Andikapun sedikit tertawa melihat tingkah laku Tari yang berubah secara
spontantanitas itu.
“ kamu sudah kuat Tari.......”saya takut nanti harus mengendong orang pula pulang ke rumah.” Ejek Andika kepada Tari.
“ Ya... saya tahu akan hal itu, sebab engkau tidak akan kuat mengendong
saya” jawab Tari sambil tertawa. Mukanya yang merah karena panas lebih
memerah lagi menginsyafkan arti perkataan yang keluar dari mulutnya
dengan tiada di ketahuinya itu, dan dibuangnyalah mukanya ke tempat lain
karena dia agak sedikit malu untuk memandang andika.

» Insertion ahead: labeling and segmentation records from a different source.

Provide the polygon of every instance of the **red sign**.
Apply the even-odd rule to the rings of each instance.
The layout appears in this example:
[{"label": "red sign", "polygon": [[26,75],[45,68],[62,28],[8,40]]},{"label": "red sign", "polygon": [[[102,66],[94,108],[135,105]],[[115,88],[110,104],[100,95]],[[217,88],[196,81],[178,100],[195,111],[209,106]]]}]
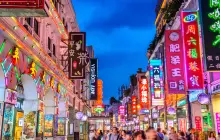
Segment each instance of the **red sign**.
[{"label": "red sign", "polygon": [[179,119],[179,130],[186,132],[186,119]]},{"label": "red sign", "polygon": [[125,106],[119,106],[119,115],[125,115]]},{"label": "red sign", "polygon": [[47,17],[45,0],[0,0],[0,16]]},{"label": "red sign", "polygon": [[139,81],[139,92],[140,92],[140,105],[141,108],[147,108],[148,103],[148,83],[147,79],[141,79]]},{"label": "red sign", "polygon": [[202,119],[200,116],[195,116],[195,124],[196,124],[196,130],[202,131]]},{"label": "red sign", "polygon": [[182,11],[182,32],[188,90],[203,89],[203,69],[197,12]]},{"label": "red sign", "polygon": [[0,8],[44,8],[44,0],[0,0]]},{"label": "red sign", "polygon": [[220,134],[220,113],[215,113],[215,119],[216,119],[216,127],[218,135]]},{"label": "red sign", "polygon": [[166,30],[165,41],[168,93],[185,94],[186,80],[181,31]]},{"label": "red sign", "polygon": [[136,115],[137,114],[137,97],[136,96],[132,96],[131,97],[131,102],[132,102],[132,114]]}]

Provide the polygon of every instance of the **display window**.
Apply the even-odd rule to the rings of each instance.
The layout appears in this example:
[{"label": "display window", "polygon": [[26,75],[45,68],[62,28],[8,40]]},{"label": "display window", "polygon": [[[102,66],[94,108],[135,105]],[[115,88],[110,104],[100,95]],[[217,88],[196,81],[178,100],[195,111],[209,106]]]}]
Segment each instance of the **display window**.
[{"label": "display window", "polygon": [[23,136],[25,139],[34,138],[35,136],[35,120],[36,120],[36,111],[29,112],[24,117],[24,131]]},{"label": "display window", "polygon": [[57,135],[58,136],[64,136],[65,135],[65,118],[58,118]]},{"label": "display window", "polygon": [[14,105],[5,104],[2,128],[2,140],[13,139],[14,128]]},{"label": "display window", "polygon": [[45,115],[45,119],[44,119],[44,136],[45,137],[53,136],[53,122],[54,122],[53,115]]}]

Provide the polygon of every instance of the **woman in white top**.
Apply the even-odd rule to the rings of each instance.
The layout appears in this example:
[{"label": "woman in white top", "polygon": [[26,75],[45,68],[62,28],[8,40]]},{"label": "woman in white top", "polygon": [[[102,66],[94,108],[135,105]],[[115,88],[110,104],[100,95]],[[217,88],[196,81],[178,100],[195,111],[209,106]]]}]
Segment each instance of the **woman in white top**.
[{"label": "woman in white top", "polygon": [[213,132],[210,132],[208,140],[216,140]]}]

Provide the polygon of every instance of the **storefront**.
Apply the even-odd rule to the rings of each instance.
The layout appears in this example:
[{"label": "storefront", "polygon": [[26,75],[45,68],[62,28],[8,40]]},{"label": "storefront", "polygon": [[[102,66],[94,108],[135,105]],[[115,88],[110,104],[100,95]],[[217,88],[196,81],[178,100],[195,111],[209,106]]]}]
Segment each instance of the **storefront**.
[{"label": "storefront", "polygon": [[179,131],[187,132],[187,101],[182,99],[177,101],[177,110],[176,110],[177,119],[174,120],[174,127]]},{"label": "storefront", "polygon": [[15,104],[15,131],[14,139],[20,140],[22,138],[23,122],[24,122],[24,109],[23,109],[22,98],[17,98],[17,103]]}]

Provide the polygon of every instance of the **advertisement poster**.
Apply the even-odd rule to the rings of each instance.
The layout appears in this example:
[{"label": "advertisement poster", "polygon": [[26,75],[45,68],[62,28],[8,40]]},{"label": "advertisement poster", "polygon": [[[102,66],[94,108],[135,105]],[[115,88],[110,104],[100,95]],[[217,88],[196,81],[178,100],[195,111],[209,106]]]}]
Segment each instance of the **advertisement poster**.
[{"label": "advertisement poster", "polygon": [[13,139],[13,126],[14,126],[14,106],[5,104],[5,112],[3,119],[2,140]]},{"label": "advertisement poster", "polygon": [[179,130],[186,132],[186,119],[178,119],[178,123],[179,123]]},{"label": "advertisement poster", "polygon": [[198,12],[181,12],[188,90],[204,88]]},{"label": "advertisement poster", "polygon": [[37,116],[37,136],[43,135],[43,125],[44,125],[44,113],[43,111],[38,112]]},{"label": "advertisement poster", "polygon": [[23,136],[26,139],[34,138],[36,112],[32,111],[25,115]]},{"label": "advertisement poster", "polygon": [[58,136],[64,136],[65,135],[65,118],[58,118]]},{"label": "advertisement poster", "polygon": [[185,94],[186,79],[182,35],[180,30],[166,30],[166,80],[169,94]]},{"label": "advertisement poster", "polygon": [[215,113],[215,119],[216,119],[216,128],[218,135],[220,134],[220,113]]},{"label": "advertisement poster", "polygon": [[200,1],[201,27],[203,31],[204,58],[207,71],[220,71],[220,41],[219,41],[219,1]]},{"label": "advertisement poster", "polygon": [[53,136],[53,115],[45,115],[44,121],[44,136],[52,137]]},{"label": "advertisement poster", "polygon": [[195,116],[196,130],[202,131],[202,118],[200,116]]}]

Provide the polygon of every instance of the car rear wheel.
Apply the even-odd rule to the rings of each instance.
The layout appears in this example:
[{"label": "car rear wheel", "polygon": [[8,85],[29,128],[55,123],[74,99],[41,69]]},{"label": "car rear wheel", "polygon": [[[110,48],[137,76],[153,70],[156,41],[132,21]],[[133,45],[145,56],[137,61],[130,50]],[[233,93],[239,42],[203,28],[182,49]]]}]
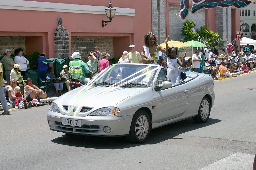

“ Kalau tidak letih ternyata Tari lucu benar.” Ujar Andika dengan
tenang. Baiklah kita naik keatas berjalan-jalan disana.” Iapun berdiri
pula, diambilnyalah setangan alas duduk Tari, dikiraikannya beberapa
kali, lalu dimaskkannya kedalam sakunya. Tari mengambil lebih buah
anggur yanh terletak diatas batu dengan tangannya.
“Indah benar tempat berjalan dibawah bambu ini” ujar Tari seraya
memandangkan matanya mengikuti jalan yang teduh dihadapan mereka.
“ Ini pertama kali saya berjalan kemari, di Jakarta tidak ada tempat berjaan hari minggu seperti ini dan seindah ini.”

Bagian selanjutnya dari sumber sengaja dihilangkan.